RETAKE: President Bashar al-Assad wants to retake the whole of Syria without hesitation
RETAKE: President Bashar al-Assad wants to retake the whole of Syria without hesitation

President of Syria says EU should stop ‘giving cover to terrorists’

In an interview published hours after a deal was secured for a break in hostilities in his war-ravaged country on Friday, President Bashar al-Assad has said he intends to ‘retake the whole country’ of Syria.

President Assad, speaking to Agence France-Presse in Damascus on Thursday, said his armed forces would try to retake all of Syria ‘without any hesitation’, but that the involvement of regional players ‘means that the solution will take a long time and will incur a heavy price’.

Assad said he would continue to fight ‘terrorism’ during any international peace process.

During the interview, the controversial Syrian leader rejected UN allegations of regime war crimes, saying that they lacked evidence and were ‘politicised’.

Addressing the constant flow of refugees from his country, he said it was up to Europe to stop ‘giving cover to terrorists’ so that Syrians could return home.

“I would like to ask every person who left Syria to come back. They would ask ‘why should I come back? Has terrorism stopped?’”, he said.
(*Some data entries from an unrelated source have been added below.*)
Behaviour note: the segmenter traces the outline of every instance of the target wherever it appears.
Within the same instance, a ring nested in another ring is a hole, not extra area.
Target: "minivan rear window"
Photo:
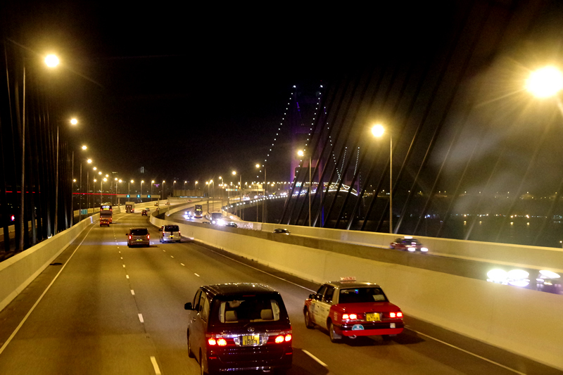
[[[279,305],[268,297],[236,297],[219,303],[219,322],[226,324],[279,320]]]

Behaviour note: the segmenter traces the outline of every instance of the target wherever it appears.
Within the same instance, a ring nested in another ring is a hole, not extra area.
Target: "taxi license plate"
[[[260,344],[260,335],[246,335],[242,336],[243,346]]]
[[[367,322],[381,322],[381,315],[379,312],[368,312],[365,314],[365,319]]]

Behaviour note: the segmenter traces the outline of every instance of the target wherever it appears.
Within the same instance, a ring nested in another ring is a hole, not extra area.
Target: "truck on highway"
[[[194,208],[194,217],[201,219],[203,216],[203,208],[201,206],[201,205],[196,205],[195,208]]]
[[[125,212],[127,213],[133,213],[135,212],[135,203],[134,202],[125,202]]]
[[[102,203],[100,207],[100,226],[107,225],[109,227],[110,224],[113,222],[113,209],[111,203]]]

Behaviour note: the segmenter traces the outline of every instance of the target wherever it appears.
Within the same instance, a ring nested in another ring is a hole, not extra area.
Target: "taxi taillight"
[[[343,314],[342,319],[344,320],[355,320],[358,319],[357,314]]]

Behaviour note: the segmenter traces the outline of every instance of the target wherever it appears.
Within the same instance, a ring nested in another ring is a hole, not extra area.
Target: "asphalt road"
[[[561,374],[408,317],[409,329],[391,341],[331,343],[303,324],[303,301],[317,286],[196,243],[161,244],[140,213],[113,222],[84,231],[0,312],[0,374],[198,374],[184,303],[203,284],[248,281],[282,293],[293,326],[291,374]],[[150,247],[127,248],[132,226],[148,227]]]

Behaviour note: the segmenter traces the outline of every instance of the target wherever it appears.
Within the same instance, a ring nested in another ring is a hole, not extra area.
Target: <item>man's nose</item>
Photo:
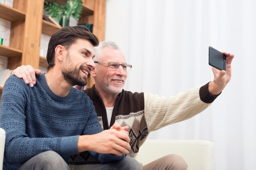
[[[124,76],[125,75],[125,71],[123,68],[123,66],[119,65],[118,68],[117,70],[117,72],[118,74],[121,76]]]

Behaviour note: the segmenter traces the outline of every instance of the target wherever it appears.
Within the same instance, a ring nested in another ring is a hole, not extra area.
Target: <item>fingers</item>
[[[222,53],[226,55],[226,62],[228,64],[230,64],[232,62],[232,60],[234,58],[235,55],[231,54],[230,52],[223,52]]]
[[[121,127],[121,126],[119,124],[119,123],[116,122],[114,124],[113,124],[113,125],[110,127],[110,129],[115,129],[117,130],[118,130]]]
[[[40,71],[38,70],[38,73]],[[32,87],[36,84],[36,79],[35,74],[35,69],[31,65],[22,65],[14,70],[13,74],[19,78],[23,79],[26,84],[29,84],[29,86]]]
[[[130,141],[130,139],[129,137],[129,133],[126,131],[121,130],[119,131],[117,133],[116,135],[119,139],[126,142],[128,143],[129,143]]]
[[[129,127],[127,126],[124,127],[121,127],[118,122],[116,122],[110,128],[110,129],[115,129],[118,131],[121,131],[121,130],[127,131],[128,129],[129,129]]]
[[[41,74],[41,70],[39,69],[35,69],[35,72],[36,73],[36,75],[39,75]]]

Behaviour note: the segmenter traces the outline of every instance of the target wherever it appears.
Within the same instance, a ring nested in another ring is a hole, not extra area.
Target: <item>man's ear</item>
[[[55,48],[55,57],[56,59],[62,61],[64,58],[64,51],[65,47],[61,45],[58,45]]]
He urged Europe’s governments, which he said ‘have been a direct cause for the emigration of these people, by giving cover to terrorists in the beginning and through sanctions imposed on Syria,’ to help in making the Syrians return to their country.

In Syria, over 250,000 people have been killed and some 11 million displaced in almost five years of fighting.

Humanitarian aid has been cut off in some Syrian cities and towns for over a year because of fighting.

The UN says about 13.5 million people are in need of aid.

On Thursday night, the US, Russia and other powers said hostilities would be terminated in Syria within a week and humanitarian aid was to be delivered to besieged areas across the country over the next few days.

The real impact of the deal on the ground was questioned by the rebels, since it excludes the al-Nusra Front, al-Qaida’s affiliate in Syria, which operates in large swaths of the country’s territory.

Issam al-Reis, a spokesman for the Southern Front, a western-backed opposition alliance fighting close to the Jordanian border, said to the Guardian: “We greet this announcement with tentative optimism.

“However, we are sceptical that Russia will hold to these commitments when its current policy is to indiscriminately bomb all parties in Syria into the dust, in particular civilians and moderate opposition, and with complete impunity, while saying they are bombing terrorists.

“We are waiting for real action, we have now lost faith in words without real action.”

Russia has conducted about 50 airstrikes a day on its positions since the end of November, according to The Southern Front.

Moscow’s intervention last autumn, which was originally advertised as a campaign against Daesh, has mostly targeted the mainstream opposition.